De Gómez sabemos que, al comienzo de su primera legislatura, viajó a Estados Unidos con Sánchez, sin formar parte de la comitiva oficial, para desarrollar allí una «agenda privada».

Sabemos también que logró una especie de cátedra en la Complutense y la dirección de un centro africano, creada ex profeso para ella por el Instituto de Empresa, que abandonó sin explicaciones poco antes de que España revolucionara sus relaciones con Marruecos y, en un año, pasara de ofender a Rabat con la hospitalidad para el líder del Frente Polisario a someterse a Mohamed VI con el Sáhara, espionaje al móvil mediante.

Gómez, en fin, no tiene actividades «privadas» si chocan, se alimentan o progresan gracias a su privilegiada cercanía al presidente del Gobierno: su condición de esposa sin atribuciones oficiales no puede ser un disfraz para actuar en la clandestinidad sin dar explicaciones; debe ser una carga para limitar su actividad a funciones alejadas de la esfera pública.

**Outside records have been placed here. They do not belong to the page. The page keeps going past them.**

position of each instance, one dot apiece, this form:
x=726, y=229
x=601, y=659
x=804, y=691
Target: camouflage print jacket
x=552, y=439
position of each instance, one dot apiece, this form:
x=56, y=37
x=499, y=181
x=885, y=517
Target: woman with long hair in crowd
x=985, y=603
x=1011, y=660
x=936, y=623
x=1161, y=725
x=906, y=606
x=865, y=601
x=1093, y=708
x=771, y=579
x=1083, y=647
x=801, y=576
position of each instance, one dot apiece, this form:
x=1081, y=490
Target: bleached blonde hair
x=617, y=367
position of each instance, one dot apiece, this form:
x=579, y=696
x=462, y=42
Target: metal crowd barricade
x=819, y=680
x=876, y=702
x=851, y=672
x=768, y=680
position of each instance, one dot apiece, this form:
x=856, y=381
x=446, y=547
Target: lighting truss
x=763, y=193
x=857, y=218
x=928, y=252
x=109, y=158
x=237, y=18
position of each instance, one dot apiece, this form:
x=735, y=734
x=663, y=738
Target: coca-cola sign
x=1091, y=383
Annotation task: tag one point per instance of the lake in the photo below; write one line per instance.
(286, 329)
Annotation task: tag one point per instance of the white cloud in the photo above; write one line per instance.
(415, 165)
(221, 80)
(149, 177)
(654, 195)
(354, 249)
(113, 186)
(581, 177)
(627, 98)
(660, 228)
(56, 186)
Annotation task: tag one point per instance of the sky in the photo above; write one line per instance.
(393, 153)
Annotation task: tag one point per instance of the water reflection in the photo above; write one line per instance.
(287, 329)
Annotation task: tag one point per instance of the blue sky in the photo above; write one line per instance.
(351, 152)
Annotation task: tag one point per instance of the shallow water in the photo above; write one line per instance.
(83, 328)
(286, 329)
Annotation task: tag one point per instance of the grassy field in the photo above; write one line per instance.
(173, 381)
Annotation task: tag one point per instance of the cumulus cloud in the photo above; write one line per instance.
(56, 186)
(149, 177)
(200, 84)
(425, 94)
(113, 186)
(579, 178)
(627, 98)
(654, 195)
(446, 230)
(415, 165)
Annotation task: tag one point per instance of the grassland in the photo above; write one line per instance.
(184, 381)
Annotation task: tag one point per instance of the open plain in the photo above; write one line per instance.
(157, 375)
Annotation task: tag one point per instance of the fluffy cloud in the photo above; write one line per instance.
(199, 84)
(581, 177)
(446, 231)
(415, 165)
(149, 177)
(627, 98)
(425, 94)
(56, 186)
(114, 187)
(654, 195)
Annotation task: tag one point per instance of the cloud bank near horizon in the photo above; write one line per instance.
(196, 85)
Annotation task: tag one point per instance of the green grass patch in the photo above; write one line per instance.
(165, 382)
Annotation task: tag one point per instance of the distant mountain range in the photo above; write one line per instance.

Y no es el caso. Todo su progreso laboral comienza con la llegada de su pareja a la Moncloa, lo que en sí mismo ya contradice el sabio mandato vinculante para la mujer del César. Y ahora, además, escucha, intermedia o trabaja –los términos de la relación tampoco los conocemos– con el sospechoso de lucrarse con el drama de la pandemia, en un contubernio infame de socialistas, y con el recomendado por éste para sanear su empresa con el dinero de todos, gracias al visto bueno del presidente.

A Gómez, y a su marido, hay que sentarlos en una Comisión de Investigación, en un banquillo o en las dos cosas. Y preguntarles si todo esto lo hicieron gratis o si, también ellos, se han lucrado con esta mafia repugnante que vio en la muerte y el virus una magnífica oportunidad para enriquecerse. Ya están tardando ambos, para empezar, en comparecer y dar explicaciones. Si es que pueden.